16 Temmuz 2025 Çarşamba

Müslüman toplumlar: ilüzyon ve ulus-devletle hesaplaşma / Muslim societies: illusion and reckoning with the nation-state

Mehmet Özay                                                                                                                             16.07.2025

Ulus-devletlerin inşası sürecinin, Batı Avrupa ile ‘ötekiler’ denilebilecek boyutu bulunuyor.
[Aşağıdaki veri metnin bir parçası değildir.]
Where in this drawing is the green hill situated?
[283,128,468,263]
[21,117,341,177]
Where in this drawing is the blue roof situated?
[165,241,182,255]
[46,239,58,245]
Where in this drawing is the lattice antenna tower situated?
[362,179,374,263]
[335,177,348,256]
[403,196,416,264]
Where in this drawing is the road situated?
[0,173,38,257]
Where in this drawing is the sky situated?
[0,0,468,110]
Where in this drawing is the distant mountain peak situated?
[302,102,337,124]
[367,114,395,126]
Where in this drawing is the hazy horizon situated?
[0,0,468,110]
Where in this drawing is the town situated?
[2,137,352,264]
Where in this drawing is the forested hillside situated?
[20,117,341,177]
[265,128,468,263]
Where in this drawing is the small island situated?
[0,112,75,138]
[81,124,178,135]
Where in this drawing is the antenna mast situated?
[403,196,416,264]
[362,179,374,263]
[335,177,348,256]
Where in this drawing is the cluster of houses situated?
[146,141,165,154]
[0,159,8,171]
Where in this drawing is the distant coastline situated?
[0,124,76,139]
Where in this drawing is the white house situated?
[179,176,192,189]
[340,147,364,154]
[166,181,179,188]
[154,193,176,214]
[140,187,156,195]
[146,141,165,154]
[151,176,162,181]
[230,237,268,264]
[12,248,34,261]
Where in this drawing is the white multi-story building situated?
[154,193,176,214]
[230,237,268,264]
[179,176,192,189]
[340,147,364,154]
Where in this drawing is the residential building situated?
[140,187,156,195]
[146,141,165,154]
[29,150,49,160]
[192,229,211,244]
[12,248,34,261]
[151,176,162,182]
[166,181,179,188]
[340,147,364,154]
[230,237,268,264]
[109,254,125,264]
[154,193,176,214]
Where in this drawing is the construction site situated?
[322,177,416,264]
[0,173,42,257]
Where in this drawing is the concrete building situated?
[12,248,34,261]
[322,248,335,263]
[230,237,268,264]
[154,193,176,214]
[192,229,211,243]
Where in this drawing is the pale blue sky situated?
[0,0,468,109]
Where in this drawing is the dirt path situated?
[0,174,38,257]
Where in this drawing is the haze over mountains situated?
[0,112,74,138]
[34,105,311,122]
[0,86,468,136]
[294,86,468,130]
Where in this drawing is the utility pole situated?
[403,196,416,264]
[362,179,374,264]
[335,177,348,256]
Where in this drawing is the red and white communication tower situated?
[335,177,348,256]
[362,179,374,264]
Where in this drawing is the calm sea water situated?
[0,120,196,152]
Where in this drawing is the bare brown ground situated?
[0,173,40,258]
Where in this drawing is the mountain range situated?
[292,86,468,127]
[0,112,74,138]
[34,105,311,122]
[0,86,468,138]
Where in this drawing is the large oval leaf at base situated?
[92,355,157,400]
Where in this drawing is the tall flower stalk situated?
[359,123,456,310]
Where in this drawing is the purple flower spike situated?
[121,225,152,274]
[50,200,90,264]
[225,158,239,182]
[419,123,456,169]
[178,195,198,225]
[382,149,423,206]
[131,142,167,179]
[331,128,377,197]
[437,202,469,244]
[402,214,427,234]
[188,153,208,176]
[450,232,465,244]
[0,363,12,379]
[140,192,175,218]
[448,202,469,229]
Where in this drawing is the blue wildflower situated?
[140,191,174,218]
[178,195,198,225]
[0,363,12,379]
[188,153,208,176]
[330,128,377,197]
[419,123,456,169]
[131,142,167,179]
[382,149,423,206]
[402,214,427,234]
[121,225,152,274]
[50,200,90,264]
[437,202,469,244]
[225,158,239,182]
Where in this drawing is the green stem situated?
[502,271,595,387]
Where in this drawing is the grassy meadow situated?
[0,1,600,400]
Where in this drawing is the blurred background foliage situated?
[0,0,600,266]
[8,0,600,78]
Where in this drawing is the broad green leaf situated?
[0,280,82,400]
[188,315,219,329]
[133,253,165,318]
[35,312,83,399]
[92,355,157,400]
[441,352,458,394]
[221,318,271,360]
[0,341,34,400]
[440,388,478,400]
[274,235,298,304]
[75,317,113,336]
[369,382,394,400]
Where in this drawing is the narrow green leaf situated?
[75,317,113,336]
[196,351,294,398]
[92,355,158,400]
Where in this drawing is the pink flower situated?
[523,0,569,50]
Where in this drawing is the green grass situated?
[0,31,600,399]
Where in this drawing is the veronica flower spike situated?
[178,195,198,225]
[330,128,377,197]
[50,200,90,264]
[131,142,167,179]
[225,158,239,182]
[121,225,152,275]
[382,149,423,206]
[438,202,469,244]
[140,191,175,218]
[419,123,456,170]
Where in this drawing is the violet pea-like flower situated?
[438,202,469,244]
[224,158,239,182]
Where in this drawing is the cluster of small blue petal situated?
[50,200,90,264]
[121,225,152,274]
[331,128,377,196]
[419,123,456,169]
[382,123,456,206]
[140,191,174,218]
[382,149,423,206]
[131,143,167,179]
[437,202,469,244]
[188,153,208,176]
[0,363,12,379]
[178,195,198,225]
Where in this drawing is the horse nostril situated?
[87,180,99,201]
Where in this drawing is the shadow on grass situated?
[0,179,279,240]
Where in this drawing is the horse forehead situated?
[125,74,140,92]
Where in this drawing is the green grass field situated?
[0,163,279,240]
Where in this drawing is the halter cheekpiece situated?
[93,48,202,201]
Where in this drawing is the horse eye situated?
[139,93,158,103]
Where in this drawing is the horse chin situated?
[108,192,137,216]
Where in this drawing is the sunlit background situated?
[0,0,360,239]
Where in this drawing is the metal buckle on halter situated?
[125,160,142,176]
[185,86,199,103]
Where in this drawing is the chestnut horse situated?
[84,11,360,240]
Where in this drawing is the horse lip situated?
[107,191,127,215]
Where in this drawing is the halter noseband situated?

Ve bu durum, dün olduğu gibi bugünde can alıcı gerçekliği ile karşımızda yer alıyor.

Ötekiler içerisinde, halkının kahir ekseriyeti Müslüman olan toplumların, bu siyasal sistem üzerindeki tartışmalarının ne, öncesinde sağlıklı bir gelişme vaki olmuş ne de, sonrasında bu sistemi -belki de, temelleri yenilenebilecek şekilde- revize edip güçlendirilmiş haliyle uygulama koymaları mümkün olmuştur.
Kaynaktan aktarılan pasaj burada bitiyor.